ASEAN merupakan organisasi internasional yang menaungi negara di kawasan Asia Tenggara. Kawasan ini kondang dengan bentang alam yang sangat menawan. Letak geografis ASEAN berada di antara dua samudra, yakni Hindia dan Pasifik serta dua benua, yakni Asia dan Australia.

Ada 10 negara yang masuk sebagai anggota ASEAN, yakni Singapura, Malaysia, Indonesia, Filipina, Brunei Darussalam, Thailand, Vietnam, Laos, Myanmar, dan Kamboja. Timor Leste meskipun berada dalam kawasan Asia Tenggara belum menjadi anggota organisasi ini.

Seperti diketahui ASEAN berdiri pada tanggal 8 Agustus 1967 di Bangkok, Thailand lewat Deklarasi Bangkok. ASEAN dibentuk oleh lima negara, yakni Indonesia, Filipina, Thailand, Singapura, dan Malaysia.

Awalnya ASEAN untuk menggalang kerja sama antarnegara anggota dalam rangka mempercepat pertumbuhan ekonomi, mendorong perdamaian dan stabilitas wilayah, serta membentuk kerja sama dalam berbagai bidang kepentingan bersama.

Berikut letak geografis negara ASEAN:

1. Letak Koordinat ASEAN dan Batas Negara

ASEAN terletak di 28°LU-11°LS dan 93°BT-141°BT. Dengan letak tersebut, batas sebelah Utara adalah China, Selatan dengan Australia, Timur dengan Papua Nugini, dan Barat dengan Bangladesh dan India.

2. Sumber Daya Alam

Berkat letak geografis negara ASEAN, sumber daya alam di wilayah ini beranekaragam. Misalnya, untuk fauna terdapat gajah, badak, harimau, hingga kera berjambul.

Kemudian, dari alam kawasan ini dianugerahi dengan kandungan potensi tambang yang besar, seperti minyak bumi. Adapun, beberapa negara yang memiliki tambang tersebut adalah Indonesia, Malaysia, Myanmar, dan Brunei Darussalam.

Selain minyak bumi, ada juga pertambangan nikel, batu barat, bauksit, tembaga, hingga gas alam.

3. Iklim Negara ASEAN

Letak geografis negara ASEAN menyebabkan di kawasan ini sebagian besar memiliki iklim tropis sehingga hanya ada dua musim di wilayah ini, yakni kemarau dan penghujan.

Musim penghujan terjadi pada periode Oktober hingga Februari. Saat itu posisi matahari berada di langit belahan bumi selatan. Kondisi tersebut mengakibatkan belahan bumi selatan, khususnya Australia, lebih banyak memperoleh panas matahari daripada benua Asia dan tekanan udaranya rendah.

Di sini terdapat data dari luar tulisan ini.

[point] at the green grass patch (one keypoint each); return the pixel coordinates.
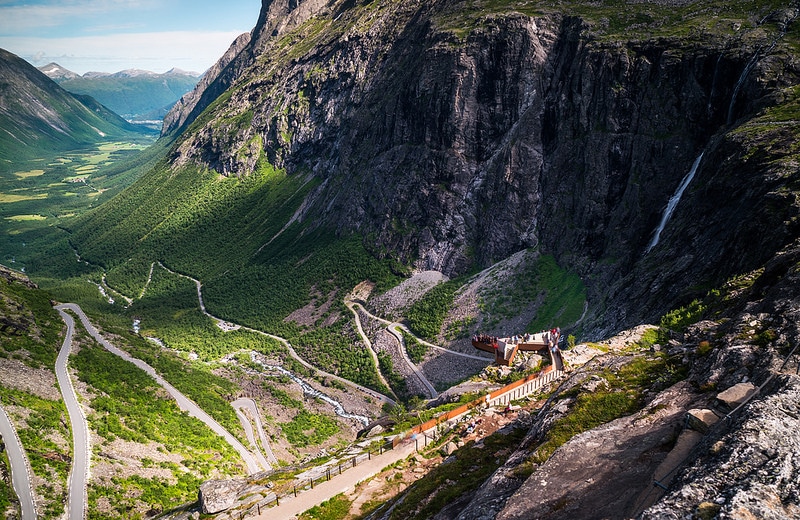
(623, 397)
(335, 508)
(309, 429)
(426, 316)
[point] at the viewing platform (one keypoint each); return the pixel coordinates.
(505, 349)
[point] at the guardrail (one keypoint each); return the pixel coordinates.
(424, 433)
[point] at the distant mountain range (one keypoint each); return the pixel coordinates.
(137, 95)
(38, 117)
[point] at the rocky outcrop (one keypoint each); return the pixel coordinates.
(751, 471)
(454, 150)
(276, 17)
(216, 496)
(210, 86)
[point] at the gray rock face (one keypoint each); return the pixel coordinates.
(452, 152)
(736, 395)
(753, 472)
(701, 419)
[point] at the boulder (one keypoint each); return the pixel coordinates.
(736, 395)
(701, 419)
(449, 448)
(218, 495)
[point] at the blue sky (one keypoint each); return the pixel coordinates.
(113, 35)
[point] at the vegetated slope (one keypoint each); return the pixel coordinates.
(450, 137)
(38, 118)
(30, 336)
(133, 94)
(454, 137)
(565, 129)
(614, 440)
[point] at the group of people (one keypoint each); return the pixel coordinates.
(485, 338)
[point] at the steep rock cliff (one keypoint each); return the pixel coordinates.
(455, 138)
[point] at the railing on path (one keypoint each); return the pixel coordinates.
(422, 435)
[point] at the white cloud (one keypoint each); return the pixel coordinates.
(156, 51)
(19, 19)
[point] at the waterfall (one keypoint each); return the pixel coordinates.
(673, 202)
(713, 85)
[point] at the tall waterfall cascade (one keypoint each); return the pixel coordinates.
(673, 202)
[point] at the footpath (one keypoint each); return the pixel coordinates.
(291, 506)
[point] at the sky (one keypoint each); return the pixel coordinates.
(114, 35)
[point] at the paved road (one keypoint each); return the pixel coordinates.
(184, 403)
(20, 469)
(368, 343)
(76, 498)
(394, 324)
(292, 506)
(292, 352)
(432, 393)
(248, 404)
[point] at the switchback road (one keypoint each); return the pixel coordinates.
(76, 498)
(20, 469)
(184, 403)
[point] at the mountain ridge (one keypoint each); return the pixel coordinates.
(133, 93)
(37, 115)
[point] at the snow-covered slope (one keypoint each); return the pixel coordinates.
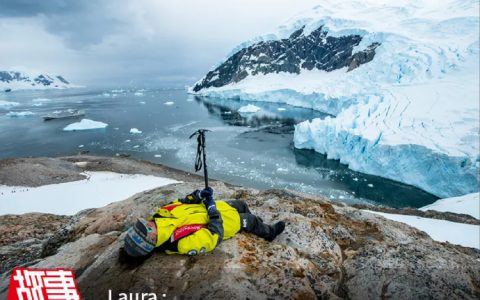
(401, 77)
(16, 80)
(467, 204)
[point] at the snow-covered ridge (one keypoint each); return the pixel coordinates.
(16, 80)
(410, 114)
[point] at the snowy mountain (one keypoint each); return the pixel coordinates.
(400, 77)
(19, 80)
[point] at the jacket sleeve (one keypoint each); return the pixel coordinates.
(205, 239)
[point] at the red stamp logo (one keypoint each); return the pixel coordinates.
(43, 284)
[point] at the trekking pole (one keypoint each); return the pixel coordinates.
(201, 155)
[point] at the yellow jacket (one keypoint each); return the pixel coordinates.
(177, 214)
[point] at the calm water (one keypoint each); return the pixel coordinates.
(249, 149)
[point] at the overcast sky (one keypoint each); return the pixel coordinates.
(121, 42)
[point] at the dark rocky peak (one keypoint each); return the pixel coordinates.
(44, 79)
(8, 76)
(316, 50)
(63, 80)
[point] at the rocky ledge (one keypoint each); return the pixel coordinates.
(328, 250)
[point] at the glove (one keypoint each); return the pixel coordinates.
(208, 196)
(194, 198)
(207, 192)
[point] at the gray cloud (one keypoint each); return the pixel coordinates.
(113, 41)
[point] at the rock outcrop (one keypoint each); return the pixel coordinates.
(327, 251)
(21, 80)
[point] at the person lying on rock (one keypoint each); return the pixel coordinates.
(195, 225)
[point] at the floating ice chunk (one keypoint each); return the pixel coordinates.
(135, 131)
(249, 109)
(15, 114)
(85, 124)
(5, 103)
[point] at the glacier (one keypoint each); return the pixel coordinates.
(411, 114)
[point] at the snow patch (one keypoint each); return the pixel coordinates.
(467, 204)
(249, 109)
(99, 189)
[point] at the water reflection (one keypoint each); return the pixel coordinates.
(270, 115)
(387, 192)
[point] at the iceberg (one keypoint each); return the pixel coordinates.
(410, 114)
(4, 103)
(16, 114)
(135, 131)
(85, 124)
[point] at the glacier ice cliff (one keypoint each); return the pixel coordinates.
(407, 108)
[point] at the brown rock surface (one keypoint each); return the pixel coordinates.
(327, 251)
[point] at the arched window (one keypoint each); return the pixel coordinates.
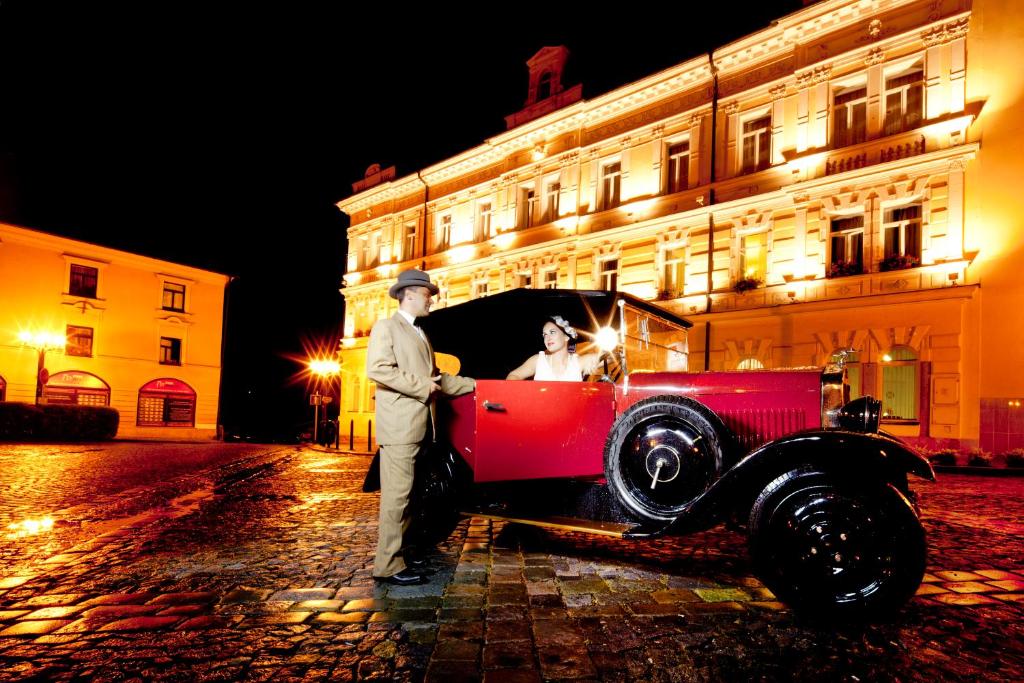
(73, 386)
(750, 363)
(166, 402)
(899, 384)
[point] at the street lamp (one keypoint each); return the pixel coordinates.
(324, 368)
(42, 342)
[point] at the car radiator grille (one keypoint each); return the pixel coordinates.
(752, 428)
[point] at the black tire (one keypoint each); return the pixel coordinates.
(837, 548)
(683, 436)
(434, 503)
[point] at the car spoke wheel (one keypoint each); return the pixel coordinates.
(662, 454)
(434, 505)
(836, 548)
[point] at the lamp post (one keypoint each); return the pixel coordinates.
(42, 342)
(324, 368)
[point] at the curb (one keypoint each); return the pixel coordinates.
(980, 471)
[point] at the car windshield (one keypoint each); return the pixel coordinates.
(653, 344)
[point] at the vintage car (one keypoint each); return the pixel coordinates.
(648, 446)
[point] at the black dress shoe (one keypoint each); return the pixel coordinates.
(403, 578)
(417, 562)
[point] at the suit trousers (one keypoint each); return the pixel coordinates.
(397, 475)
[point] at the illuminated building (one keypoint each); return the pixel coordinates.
(135, 333)
(848, 177)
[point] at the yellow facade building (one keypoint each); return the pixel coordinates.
(127, 331)
(849, 177)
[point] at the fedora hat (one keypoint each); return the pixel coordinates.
(412, 278)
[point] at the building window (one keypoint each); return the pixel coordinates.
(901, 236)
(552, 191)
(754, 256)
(904, 99)
(756, 144)
(850, 114)
(608, 276)
(166, 402)
(853, 374)
(484, 213)
(444, 232)
(545, 85)
(83, 281)
(679, 166)
(550, 280)
(174, 297)
(899, 384)
(527, 207)
(847, 247)
(170, 351)
(674, 272)
(79, 341)
(409, 242)
(611, 185)
(373, 250)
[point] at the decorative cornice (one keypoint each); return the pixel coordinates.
(813, 77)
(946, 33)
(876, 56)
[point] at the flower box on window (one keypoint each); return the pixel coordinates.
(745, 285)
(844, 268)
(898, 262)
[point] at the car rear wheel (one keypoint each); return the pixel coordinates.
(837, 547)
(436, 494)
(663, 454)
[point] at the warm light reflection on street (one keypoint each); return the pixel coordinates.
(30, 527)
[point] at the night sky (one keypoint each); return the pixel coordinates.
(222, 137)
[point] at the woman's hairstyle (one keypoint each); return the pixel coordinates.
(569, 331)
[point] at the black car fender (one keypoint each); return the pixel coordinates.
(865, 457)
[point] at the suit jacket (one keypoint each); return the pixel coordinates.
(401, 364)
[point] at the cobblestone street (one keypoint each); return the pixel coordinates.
(255, 565)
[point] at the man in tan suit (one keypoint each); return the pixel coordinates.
(400, 360)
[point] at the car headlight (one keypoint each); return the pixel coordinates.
(860, 415)
(606, 339)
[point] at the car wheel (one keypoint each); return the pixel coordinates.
(837, 547)
(434, 505)
(663, 454)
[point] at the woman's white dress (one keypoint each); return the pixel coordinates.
(545, 373)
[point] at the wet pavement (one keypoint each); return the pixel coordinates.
(255, 564)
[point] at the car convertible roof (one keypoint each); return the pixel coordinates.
(495, 334)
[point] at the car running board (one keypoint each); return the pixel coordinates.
(614, 529)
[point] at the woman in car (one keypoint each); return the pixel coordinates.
(558, 361)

Dampaknya angin bergerak dari benua Asia ke Australia. Angin dari benua Asia akan berbelok saat melintasi Khatulistiwa. Proses ini menyebabkan kemunculan angin monsun barat.

Angin ini melewati Samudera Pasifik, Samudera Indonesia dan Laut Cina Selatan membawa banyak uap air. Pergerakan angin monsun barat ke negara kawasan ASEAN menyebabkan curah hujan tinggi terutama di wilayah barat. Sebaliknya terjadi saat musim kemarau.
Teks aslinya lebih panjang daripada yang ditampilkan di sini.